They married in 1948 and opened their store within a few months.
Their partnership was rare for the time: She was the designer, and he was the detail guy who ran the printing operation and the business. He named all her textiles — monikers like Pins and Needles, Fission Chips and Seedy Weeds — for which she found inspiration in both the natural and built worlds; her garden, the lit windows of skyscrapers, railroad yards and construction sites all made their way into her designs. She dressed as boldly as her designs, favoring rich colors like red, fuchsia and orange.
It was a moment when textiles went from being merely decorative to being a medium for contemporary design, and she was a pioneer of that crossover. Andrew Blauvelt, director of the Cranbrook Art Museum, which showed a retrospective of Ms. Adler Schnee’s work in the fall of 2019, said in a phone interview that she was “one of the more important textile designers of midcentury modernism.”
Ms. Adler Schnee was also a sought-after residential and commercial interior designer who worked with architects like Mr. Yamasaki, Paul Rudolph, Frank Lloyd Wright and Buckminster Fuller, as well as numerous private clients. Over her long career, she designed department stores, restaurants, health care facilities and even a Roman Catholic chapel. (The design store closed in 1977.)
The architecture and design critic Alexandra Lange, in a phone interview, described the postwar milieu in which female designers like Ms. Adler Schnee were remaking the American home.
“All these modern houses were being built, and people needed modern fabrics and furniture to put in them,” Ms. Lange said. “The architecture profession was still prejudiced against women, and the areas where they were allowed to thrive were textiles and interior design — areas which, in theory, catered to women and in which they were believed to have some innate talent.”
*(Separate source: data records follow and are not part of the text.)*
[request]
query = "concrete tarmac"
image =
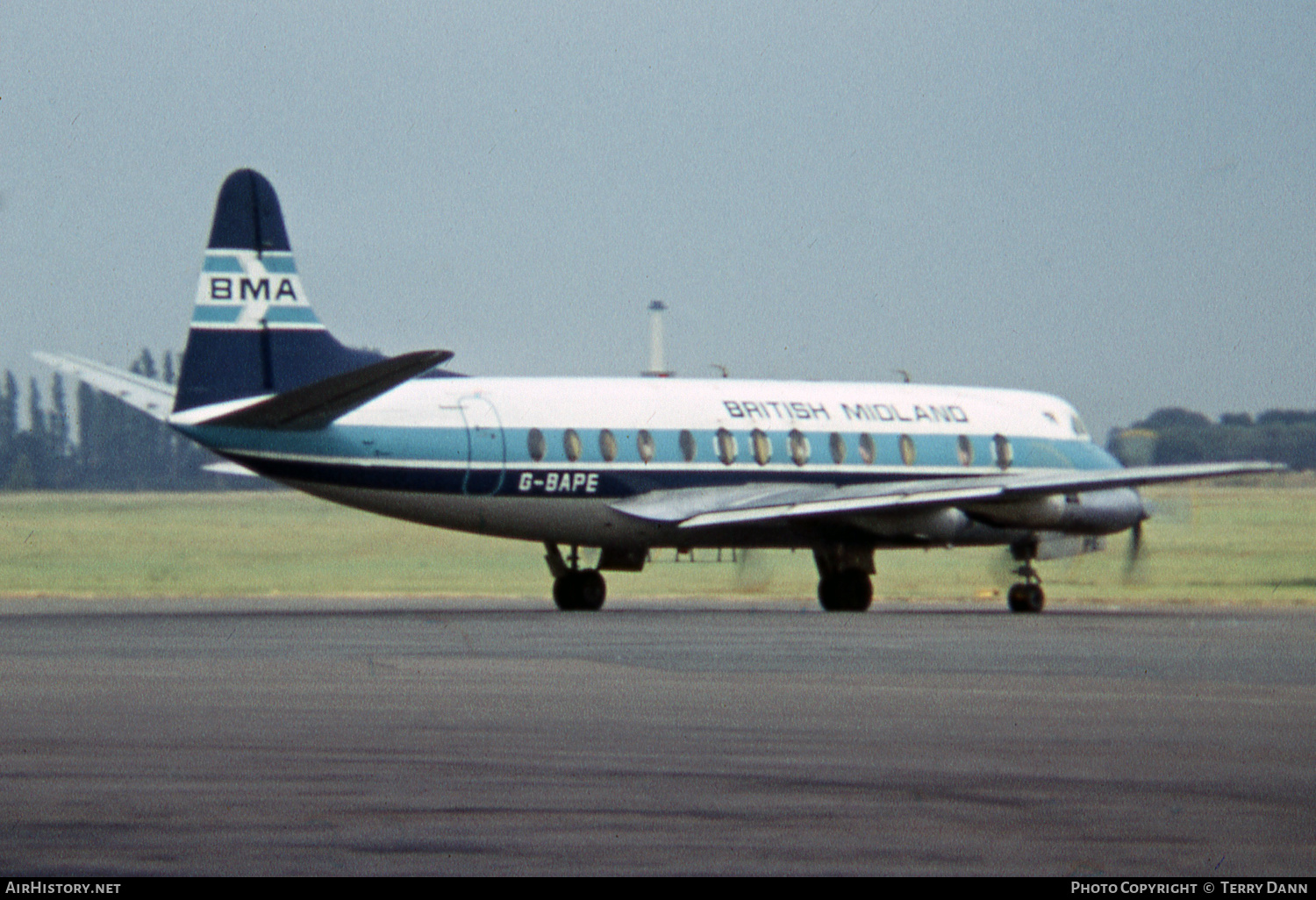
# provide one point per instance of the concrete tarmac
(655, 737)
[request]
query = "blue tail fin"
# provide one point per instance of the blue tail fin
(253, 331)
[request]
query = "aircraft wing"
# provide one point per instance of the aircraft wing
(757, 503)
(153, 397)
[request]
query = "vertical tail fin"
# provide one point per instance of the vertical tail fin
(253, 331)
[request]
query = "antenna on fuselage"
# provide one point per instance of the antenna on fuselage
(657, 360)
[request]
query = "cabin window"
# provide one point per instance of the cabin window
(907, 450)
(534, 444)
(837, 445)
(799, 446)
(689, 446)
(645, 445)
(726, 446)
(1005, 453)
(868, 449)
(571, 444)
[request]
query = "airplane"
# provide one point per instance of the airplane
(626, 466)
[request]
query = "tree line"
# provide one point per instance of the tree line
(116, 447)
(1181, 436)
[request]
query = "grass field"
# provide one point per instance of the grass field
(1210, 542)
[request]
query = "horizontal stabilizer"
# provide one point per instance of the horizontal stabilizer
(761, 503)
(153, 397)
(315, 405)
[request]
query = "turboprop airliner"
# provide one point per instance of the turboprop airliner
(624, 466)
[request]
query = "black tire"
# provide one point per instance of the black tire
(1026, 597)
(581, 591)
(847, 591)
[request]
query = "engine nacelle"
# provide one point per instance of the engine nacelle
(1091, 512)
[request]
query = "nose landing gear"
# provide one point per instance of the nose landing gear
(574, 589)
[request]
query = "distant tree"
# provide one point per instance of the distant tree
(1174, 418)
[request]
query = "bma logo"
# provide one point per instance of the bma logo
(221, 289)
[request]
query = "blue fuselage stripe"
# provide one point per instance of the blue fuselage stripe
(439, 460)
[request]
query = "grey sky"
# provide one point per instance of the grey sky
(1110, 202)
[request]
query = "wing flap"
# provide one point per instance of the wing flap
(766, 502)
(315, 405)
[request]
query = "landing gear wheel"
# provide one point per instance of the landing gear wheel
(579, 591)
(850, 589)
(1026, 596)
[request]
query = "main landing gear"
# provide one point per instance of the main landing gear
(844, 583)
(1026, 595)
(574, 589)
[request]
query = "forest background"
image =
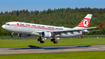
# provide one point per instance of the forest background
(66, 17)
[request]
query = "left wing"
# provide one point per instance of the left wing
(77, 29)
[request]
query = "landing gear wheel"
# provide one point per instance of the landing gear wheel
(52, 40)
(55, 42)
(41, 41)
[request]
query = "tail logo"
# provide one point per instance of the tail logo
(85, 22)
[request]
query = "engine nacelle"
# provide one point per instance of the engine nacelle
(85, 31)
(23, 35)
(46, 34)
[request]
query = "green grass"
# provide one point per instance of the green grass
(70, 55)
(61, 42)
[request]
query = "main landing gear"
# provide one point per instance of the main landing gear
(41, 39)
(12, 34)
(53, 40)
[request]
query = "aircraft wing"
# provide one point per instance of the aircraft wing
(78, 29)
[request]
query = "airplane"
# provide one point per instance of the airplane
(47, 31)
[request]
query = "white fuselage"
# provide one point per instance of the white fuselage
(34, 29)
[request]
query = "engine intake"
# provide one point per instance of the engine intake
(46, 34)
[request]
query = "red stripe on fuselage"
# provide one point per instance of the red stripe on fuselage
(33, 27)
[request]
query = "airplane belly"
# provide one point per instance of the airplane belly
(68, 35)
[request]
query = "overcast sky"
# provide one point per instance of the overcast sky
(9, 5)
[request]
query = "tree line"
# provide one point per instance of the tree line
(66, 17)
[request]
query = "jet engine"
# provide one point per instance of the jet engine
(85, 31)
(23, 35)
(46, 34)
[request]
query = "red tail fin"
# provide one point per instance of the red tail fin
(85, 22)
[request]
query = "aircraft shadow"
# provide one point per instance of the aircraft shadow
(49, 48)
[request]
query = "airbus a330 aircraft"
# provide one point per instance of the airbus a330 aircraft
(46, 31)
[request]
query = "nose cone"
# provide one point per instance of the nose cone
(3, 26)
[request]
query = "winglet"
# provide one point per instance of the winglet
(100, 25)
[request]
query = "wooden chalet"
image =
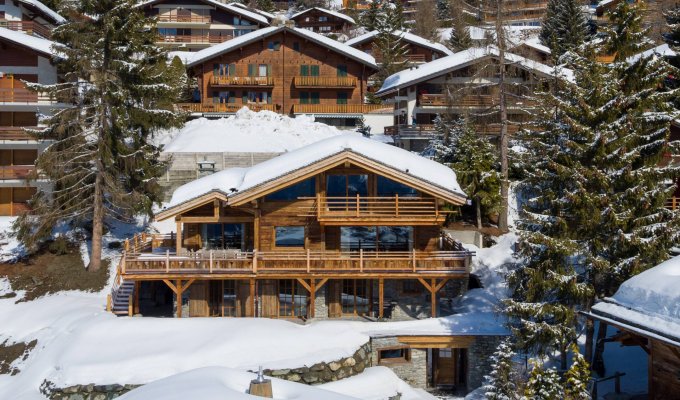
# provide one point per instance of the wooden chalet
(343, 227)
(23, 58)
(29, 16)
(323, 21)
(283, 69)
(644, 313)
(460, 85)
(420, 50)
(191, 25)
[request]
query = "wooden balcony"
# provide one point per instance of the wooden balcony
(223, 107)
(242, 81)
(375, 210)
(336, 108)
(325, 82)
(28, 27)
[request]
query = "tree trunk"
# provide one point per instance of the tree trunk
(97, 225)
(500, 39)
(598, 360)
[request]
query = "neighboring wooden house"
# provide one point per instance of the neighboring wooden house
(191, 25)
(346, 226)
(420, 50)
(459, 85)
(323, 21)
(645, 312)
(284, 69)
(22, 58)
(29, 16)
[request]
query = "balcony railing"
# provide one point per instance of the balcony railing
(29, 27)
(16, 171)
(242, 81)
(193, 18)
(194, 39)
(336, 108)
(223, 107)
(323, 81)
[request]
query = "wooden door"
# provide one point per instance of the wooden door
(444, 366)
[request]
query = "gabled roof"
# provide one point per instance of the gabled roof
(45, 11)
(43, 46)
(407, 36)
(240, 185)
(243, 40)
(226, 7)
(325, 11)
(460, 60)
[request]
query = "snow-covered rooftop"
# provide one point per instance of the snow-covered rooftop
(239, 41)
(41, 45)
(48, 12)
(407, 36)
(254, 16)
(459, 60)
(236, 180)
(247, 132)
(329, 12)
(649, 301)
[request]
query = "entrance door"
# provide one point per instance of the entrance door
(444, 366)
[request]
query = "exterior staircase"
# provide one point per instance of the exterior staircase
(121, 298)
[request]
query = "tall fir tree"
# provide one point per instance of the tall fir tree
(565, 26)
(101, 162)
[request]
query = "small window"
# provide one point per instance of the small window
(394, 355)
(289, 236)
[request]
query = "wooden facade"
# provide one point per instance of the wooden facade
(273, 253)
(284, 71)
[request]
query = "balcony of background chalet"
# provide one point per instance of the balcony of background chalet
(152, 256)
(242, 81)
(325, 82)
(28, 27)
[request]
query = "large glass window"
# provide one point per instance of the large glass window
(306, 188)
(289, 236)
(389, 188)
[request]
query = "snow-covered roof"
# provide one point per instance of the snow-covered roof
(659, 51)
(40, 45)
(329, 12)
(234, 181)
(459, 60)
(239, 41)
(407, 36)
(247, 132)
(48, 12)
(227, 7)
(648, 302)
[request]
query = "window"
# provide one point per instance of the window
(394, 355)
(306, 188)
(289, 236)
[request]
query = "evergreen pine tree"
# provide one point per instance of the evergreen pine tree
(501, 384)
(577, 377)
(543, 384)
(475, 161)
(565, 26)
(101, 162)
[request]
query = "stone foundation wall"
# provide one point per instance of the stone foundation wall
(413, 372)
(325, 372)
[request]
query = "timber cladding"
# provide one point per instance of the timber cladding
(281, 57)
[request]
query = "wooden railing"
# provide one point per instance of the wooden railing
(16, 171)
(336, 108)
(193, 18)
(323, 81)
(224, 107)
(242, 80)
(29, 27)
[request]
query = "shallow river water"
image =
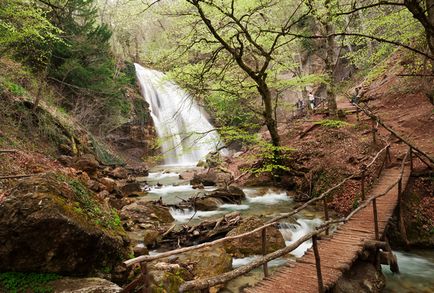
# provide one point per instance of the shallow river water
(417, 268)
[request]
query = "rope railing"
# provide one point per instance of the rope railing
(223, 278)
(209, 282)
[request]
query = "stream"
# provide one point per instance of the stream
(165, 182)
(416, 273)
(417, 267)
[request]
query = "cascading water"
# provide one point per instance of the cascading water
(185, 132)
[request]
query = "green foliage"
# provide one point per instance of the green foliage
(88, 206)
(14, 89)
(388, 22)
(271, 159)
(27, 282)
(27, 33)
(332, 123)
(103, 154)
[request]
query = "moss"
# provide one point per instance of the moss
(86, 205)
(103, 154)
(332, 123)
(27, 282)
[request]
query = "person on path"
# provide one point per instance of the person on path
(311, 100)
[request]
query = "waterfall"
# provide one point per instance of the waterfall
(182, 126)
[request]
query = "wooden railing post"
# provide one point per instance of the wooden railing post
(362, 180)
(411, 159)
(374, 130)
(264, 250)
(399, 190)
(388, 158)
(144, 272)
(326, 213)
(317, 264)
(374, 206)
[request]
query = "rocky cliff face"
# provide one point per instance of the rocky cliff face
(134, 139)
(53, 223)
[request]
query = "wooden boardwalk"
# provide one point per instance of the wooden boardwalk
(342, 249)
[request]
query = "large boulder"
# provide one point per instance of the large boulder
(363, 277)
(206, 262)
(53, 223)
(168, 274)
(83, 285)
(231, 194)
(146, 212)
(252, 245)
(208, 203)
(212, 177)
(87, 163)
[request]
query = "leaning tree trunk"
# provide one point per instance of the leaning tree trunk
(430, 32)
(331, 97)
(270, 121)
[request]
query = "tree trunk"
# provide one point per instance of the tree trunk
(331, 97)
(268, 115)
(430, 34)
(38, 97)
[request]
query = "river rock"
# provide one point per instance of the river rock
(363, 277)
(142, 212)
(206, 262)
(131, 188)
(53, 223)
(208, 203)
(167, 277)
(87, 163)
(252, 245)
(150, 237)
(119, 173)
(109, 183)
(212, 177)
(83, 285)
(231, 194)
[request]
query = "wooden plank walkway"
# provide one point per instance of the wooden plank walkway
(342, 249)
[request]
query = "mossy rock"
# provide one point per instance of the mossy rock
(252, 245)
(54, 224)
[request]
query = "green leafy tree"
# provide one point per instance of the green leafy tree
(235, 52)
(84, 66)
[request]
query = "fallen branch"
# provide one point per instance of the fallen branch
(379, 121)
(8, 151)
(19, 176)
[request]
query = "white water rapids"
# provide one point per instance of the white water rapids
(182, 126)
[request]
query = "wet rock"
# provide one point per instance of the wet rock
(198, 186)
(208, 203)
(146, 212)
(67, 161)
(61, 224)
(167, 277)
(206, 262)
(187, 175)
(150, 237)
(87, 163)
(131, 188)
(119, 173)
(83, 285)
(363, 277)
(109, 183)
(231, 194)
(140, 249)
(252, 245)
(205, 178)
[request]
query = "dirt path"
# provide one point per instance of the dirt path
(341, 250)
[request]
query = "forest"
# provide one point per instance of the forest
(216, 145)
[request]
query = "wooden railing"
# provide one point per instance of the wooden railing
(204, 284)
(262, 261)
Ruth Adler, the only daughter of Joseph and Marie (Salomon) Adler, was born on May 13, 1923, in Frankfurt, Germany, and grew up in Düsseldorf. Her father’s family had an antiquarian bookstore, where he worked for a time before becoming a real estate investor. Her mother was artistic; she had studied painting at the Hans Hoffman School in Munich and calligraphy at the Bauhaus School in Weimar. Paul Klee was among the artists in the Adlers’ social circle.